1985'te çekilmiş bir fotoğraf geçen hafta yeniden dolaşıma girdi.
Viral olup sosyal medyada çok paylaşılan fotoğrafların ömrü uzun olmuyor çoğu zaman. Bazı imgelerin ise hiç modası geçmiyor, derin izler bırakarak zihnimizde kalıcılaşıyor.
Facebook ve Twitter'in anında tepki olanağı sağlayan platformları ortaya çıkmadan çok önce, 1985'te İsveç'in Växjö kentinde çekilen bir fotoğraf, günümüzün 'beğen' ve 'retweet'lerinin gücünden mahrum olsa da kültür bilincimize kazındı.
Fotoğraf bir Neo-Nazi gösterisi sırasında çekilmişti. Kadrajda, annesini toplama kampında kaybetmiş olan Polonya kökenli bir İsveçli kadın, Danuta Danielsson görülüyor.
Faşistlerle aynı ortamda olmanın yarattığı öfkeye daha fazla dayanamayan Danielsson, çantasıyla onlardan birine girişiyor. Bu siyah-beyaz fotoğraf çoğu insan için bir şiar olmaya devam ediyor.
Birkaç haftadır seçim ve referandumlar nedeniyle Amerika ve Avrupa'daki protesto dalgaları içinde Danielsson'un fotoğrafı yeniden gündeme geldi. Bu fotoğrafa bir çağrı da eşlik ediyordu: "Neo-Nazi'yi çantasıyla döven kadın olun!"
Hans Runesson'un çektiği ve hafif şiddetin ne zaman toplumsal bakımdan kabul edilebilir olduğu konusunda okurları tartışmaya davet eden bu fotoğraf, kırılma noktasına kadar zorlanmış kadınları yansıtan eski bir gelenekten gelme.
Hem Artemisia Gentileschi hem de Caravaggio, İncil'de anlatılan Judit'in hikayesini resmetmişti.
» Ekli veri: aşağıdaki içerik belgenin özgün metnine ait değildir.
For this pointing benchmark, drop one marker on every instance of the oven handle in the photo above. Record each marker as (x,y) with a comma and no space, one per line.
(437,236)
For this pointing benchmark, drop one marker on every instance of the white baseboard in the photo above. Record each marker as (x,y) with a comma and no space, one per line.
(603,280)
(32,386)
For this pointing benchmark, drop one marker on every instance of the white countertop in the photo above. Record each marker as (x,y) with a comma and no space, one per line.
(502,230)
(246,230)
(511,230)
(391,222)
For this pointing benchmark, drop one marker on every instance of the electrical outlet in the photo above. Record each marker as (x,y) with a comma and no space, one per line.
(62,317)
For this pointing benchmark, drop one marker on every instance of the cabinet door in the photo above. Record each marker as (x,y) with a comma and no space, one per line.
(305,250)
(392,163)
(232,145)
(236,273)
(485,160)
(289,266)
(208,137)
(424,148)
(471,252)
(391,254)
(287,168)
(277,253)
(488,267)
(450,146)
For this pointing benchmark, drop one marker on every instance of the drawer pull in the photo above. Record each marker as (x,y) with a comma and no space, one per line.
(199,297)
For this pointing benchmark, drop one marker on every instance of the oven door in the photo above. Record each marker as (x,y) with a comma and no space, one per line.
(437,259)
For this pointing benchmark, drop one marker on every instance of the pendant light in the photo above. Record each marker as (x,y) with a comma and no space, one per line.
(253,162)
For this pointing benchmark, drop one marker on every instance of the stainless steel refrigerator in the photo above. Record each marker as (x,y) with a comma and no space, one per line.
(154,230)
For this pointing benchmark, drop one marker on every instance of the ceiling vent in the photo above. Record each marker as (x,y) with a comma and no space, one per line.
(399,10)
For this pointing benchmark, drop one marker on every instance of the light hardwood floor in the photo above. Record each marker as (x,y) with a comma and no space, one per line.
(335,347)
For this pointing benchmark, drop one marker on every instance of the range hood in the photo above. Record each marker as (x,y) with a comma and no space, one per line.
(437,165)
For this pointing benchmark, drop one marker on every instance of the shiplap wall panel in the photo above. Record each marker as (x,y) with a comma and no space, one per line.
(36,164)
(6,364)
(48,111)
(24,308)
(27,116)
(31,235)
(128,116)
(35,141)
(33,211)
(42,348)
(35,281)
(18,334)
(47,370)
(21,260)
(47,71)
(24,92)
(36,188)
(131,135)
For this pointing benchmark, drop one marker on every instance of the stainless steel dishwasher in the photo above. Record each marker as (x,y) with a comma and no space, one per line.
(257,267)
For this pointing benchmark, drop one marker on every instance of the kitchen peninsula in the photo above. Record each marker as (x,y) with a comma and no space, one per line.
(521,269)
Hikayeye göre Judith, Bethulia kentini yerle bir etmeyi planlayan Asurlu bir generalin kafasını kesmişti.
Barok dönemi ressamı Elisabetta Sirani ise Plutarkhos'un bir eserinde adı geçen Teb şehrinden Timoclea'nın kendisine tecavüz eden adamı kuyuya atışını resmetmişti.
Kadının intikamını anlatan bu ünlü tablolardan çok daha eskiye dayanan bir başkasını, Eski Ahit'i yansıtan 14. yüzyıl el yazmalarından birinde (The Luttrell Psalter) görüyoruz.
Burada İncil'deki hikayelere ait çizimler gündelik yaşamı anlatan çizimlerle karışık bir halde yer alıyor.
Bunlardan birinde bir kadının çileden çıkmış bir halde kocasının kafasına inmek üzere bir sopayı kaldırdığını görüyoruz.
Erkeğin karısına dayak atmasının normal görüldüğü bir çağda yapılmış bu çizim, komiklikten ziyade cesareti yansıtıyor.
Tıpkı Danielsson'un fotoğrafı gibi bu resim de, anlayış gösterebileceğimiz davranış ile alkışladığımız davranış arasındaki farkın göstergesi olarak insanın zihnine yapışıp kalıyor.